Nature clutches at shanks, rips tender skin,
Pulls and swipes and trips up the unwary
Who wander too deeply to find ways in
To places undiscovered. Thick burry
Weeds, brambled vines, branches hung with poison
Thorns, leaves that sting and stalks that cut across
Like whips all lie in patient wait for them
Who would explore the pathless woods because
Nature does not like to share its world, does
Not care for trampling feet and pushing hands,
That thrust themselves into the wild. There was
Never any agreement made with plants
To abide with man. Nature knows too well:
Humanity will always find and tell.

*PHAUNOS–god of the forests

 

Herman Wilhelm Bissen, Ydun, 1858 [2]

Herman Wilhelm Bissen, Ydun, 1858

Idunna Speaks To The Abrahamics

You tell me that your creation myth has
A garden, a tree, an apple, a snake,
Plus the obligatory two.

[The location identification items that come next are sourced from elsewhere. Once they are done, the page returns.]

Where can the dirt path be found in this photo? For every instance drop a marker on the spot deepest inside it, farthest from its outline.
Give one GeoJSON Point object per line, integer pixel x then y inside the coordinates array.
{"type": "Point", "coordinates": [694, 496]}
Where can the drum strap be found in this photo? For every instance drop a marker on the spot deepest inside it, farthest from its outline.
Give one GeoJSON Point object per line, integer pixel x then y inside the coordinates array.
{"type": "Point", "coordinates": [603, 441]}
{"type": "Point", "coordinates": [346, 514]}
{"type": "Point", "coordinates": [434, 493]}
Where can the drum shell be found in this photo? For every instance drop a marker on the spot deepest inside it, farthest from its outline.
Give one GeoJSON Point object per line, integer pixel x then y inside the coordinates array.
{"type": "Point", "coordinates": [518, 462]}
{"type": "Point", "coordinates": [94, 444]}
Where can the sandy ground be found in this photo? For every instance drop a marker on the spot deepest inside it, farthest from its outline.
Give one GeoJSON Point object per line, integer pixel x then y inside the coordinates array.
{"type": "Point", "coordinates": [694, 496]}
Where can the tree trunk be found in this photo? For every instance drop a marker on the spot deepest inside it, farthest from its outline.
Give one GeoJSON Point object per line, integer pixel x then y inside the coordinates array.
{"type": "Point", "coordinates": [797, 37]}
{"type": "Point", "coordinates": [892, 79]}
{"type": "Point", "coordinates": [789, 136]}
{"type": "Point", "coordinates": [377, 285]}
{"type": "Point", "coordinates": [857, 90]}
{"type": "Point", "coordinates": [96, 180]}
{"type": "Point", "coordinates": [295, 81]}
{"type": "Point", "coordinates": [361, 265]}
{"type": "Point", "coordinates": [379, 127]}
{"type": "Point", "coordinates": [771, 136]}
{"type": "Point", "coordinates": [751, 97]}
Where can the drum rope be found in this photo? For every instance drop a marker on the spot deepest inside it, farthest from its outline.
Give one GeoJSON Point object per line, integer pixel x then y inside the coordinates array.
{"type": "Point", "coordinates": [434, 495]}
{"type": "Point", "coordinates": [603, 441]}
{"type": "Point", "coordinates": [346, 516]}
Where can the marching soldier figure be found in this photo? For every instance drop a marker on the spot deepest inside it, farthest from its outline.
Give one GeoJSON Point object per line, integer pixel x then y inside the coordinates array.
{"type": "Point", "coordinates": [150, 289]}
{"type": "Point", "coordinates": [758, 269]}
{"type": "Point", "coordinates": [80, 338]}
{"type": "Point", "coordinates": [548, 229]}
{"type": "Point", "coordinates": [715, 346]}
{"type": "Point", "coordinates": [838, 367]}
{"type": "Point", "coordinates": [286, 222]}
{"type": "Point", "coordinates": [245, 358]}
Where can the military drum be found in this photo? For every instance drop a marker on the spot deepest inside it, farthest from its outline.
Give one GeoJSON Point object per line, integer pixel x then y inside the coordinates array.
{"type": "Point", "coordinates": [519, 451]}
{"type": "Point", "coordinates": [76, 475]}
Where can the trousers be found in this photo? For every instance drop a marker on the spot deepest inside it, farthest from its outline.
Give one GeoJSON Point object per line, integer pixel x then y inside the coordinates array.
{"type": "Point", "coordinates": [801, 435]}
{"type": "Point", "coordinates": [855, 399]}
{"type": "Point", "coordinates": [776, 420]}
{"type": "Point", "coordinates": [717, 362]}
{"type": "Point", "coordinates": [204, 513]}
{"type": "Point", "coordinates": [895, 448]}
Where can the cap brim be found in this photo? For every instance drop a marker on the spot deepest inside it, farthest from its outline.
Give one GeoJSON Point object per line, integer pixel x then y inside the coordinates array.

It was,
You point out, the apple that was to make
All the difference between your story
And the others. The apple, in yours, had
Been forbidden as food. Therefore glory
Was placed on obedience; choice was bad.
People are people; your two simply were
Typical: they got tempted, bit, were thrown
Out, called the snake Satanic, discovered
They needed to wear clothes, and on their own
They begat a mortal world based on sin…
Don’t wonder why I look at you chagrined.